User testing is qualitative research. The main purpose of user testing is to find and remove problems. Given this I have always assumed that the removal of negatives is good for the design, even if we cannot know what the true frequency of problems are in the wider population. That is, we know difficulty in the lab will mean difficulty in the real-world even if we don't know whether it's 20% or 60% of people that will have that problem.
In terms of positive results I am less sure about using this assumption. I have reported positive findings to show balance and to highlight what is working well in order to encourage teams and maintain successful features (as www.usability.gov argues too). But I get increasingly uncomfortable when things such as colour preferences are extrapolated to the wider user population.
When reading about what makes a qualitative study, showing rich specific content in a specific context is its key strength. The general argument is not we seek to generalise to a wider population but we develop, or generalise, to a theory (Bryman, 2008; Creswell, 2009, Grbich 2007).
I would argue that the temptation to generalise to a wider population is inherent. In fact clients would argue why on earth should I do any research if I cannot generalise to my wider customers. Why do a focus group when we cannot generalise outside the session?

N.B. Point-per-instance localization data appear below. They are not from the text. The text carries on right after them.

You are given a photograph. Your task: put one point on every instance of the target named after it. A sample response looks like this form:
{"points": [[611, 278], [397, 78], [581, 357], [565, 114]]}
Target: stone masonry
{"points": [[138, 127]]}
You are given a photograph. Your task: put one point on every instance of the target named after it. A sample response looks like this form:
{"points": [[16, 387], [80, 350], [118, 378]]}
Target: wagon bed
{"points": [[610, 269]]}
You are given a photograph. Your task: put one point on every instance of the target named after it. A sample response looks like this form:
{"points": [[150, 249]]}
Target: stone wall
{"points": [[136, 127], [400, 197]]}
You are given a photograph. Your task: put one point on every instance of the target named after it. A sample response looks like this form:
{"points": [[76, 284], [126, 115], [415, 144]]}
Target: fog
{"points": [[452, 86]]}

Williams (2000 in Bryman 2008), argues that 'moderatum generalizations' are allowable: linkages can be made to similar groups. For example behaviour of football hooligans in one football club is related to other case studies of different football hooligans.
At a broader level I would assume that one of the points of creating theory in qualitative studies is that is generalisable. I find the idea of 'theoretical sampling & saturation' interesting: you sample, collect data and analyse until there is only repeated information (from Grounded Theory - Glaser & Strauss 1967, Strauss & Corbin 1988). Given this if we have consistent analysis of a positive interaction then we can assume it will work in general. We are not making a conclusion about frequency but a deeper more abstract judgment, for example the button 'affords' clicking through its visual design and therefore it is a good design feature. However to what level do we really theorise in user testing?
So where does this leave us? Feedback on interaction is difficult to get via other methodologies. I still want to report interactions that are working well for a design otherwise I fear the design will be paralysed within continual redesign from scratch. We do violate the principles of generalisation - we are assuming if everyone in the session understands the check-out process, the wider user population will too.
However with other types of feedback, such as preferences, perhaps we should not take a 'some information is better than none' approach. User testing can create hypotheses that should be further examined using other methods such as A/B testing, surveys or web analytics. For example if 6 out of 8 people liked the content tone this is an indication it could be working but it is not a definitive 'yes'. This is where I'm a fan of triangulation: using multiple data points and methodologies to get a clearer idea of the state of the world.
I haven't decided what I think about this topic - how can we be pragmatic and helpful without being misinforming? Definitely welcome discussion
References:
Bryman, Alan (2008). Social Science Research Methods. 3rd Edn. Oxford University Press.
Creswell, John W. (2009) Research Design. Sage Publications
Grbich, Carol (2007). Qualitative data analysis. Sage Publications.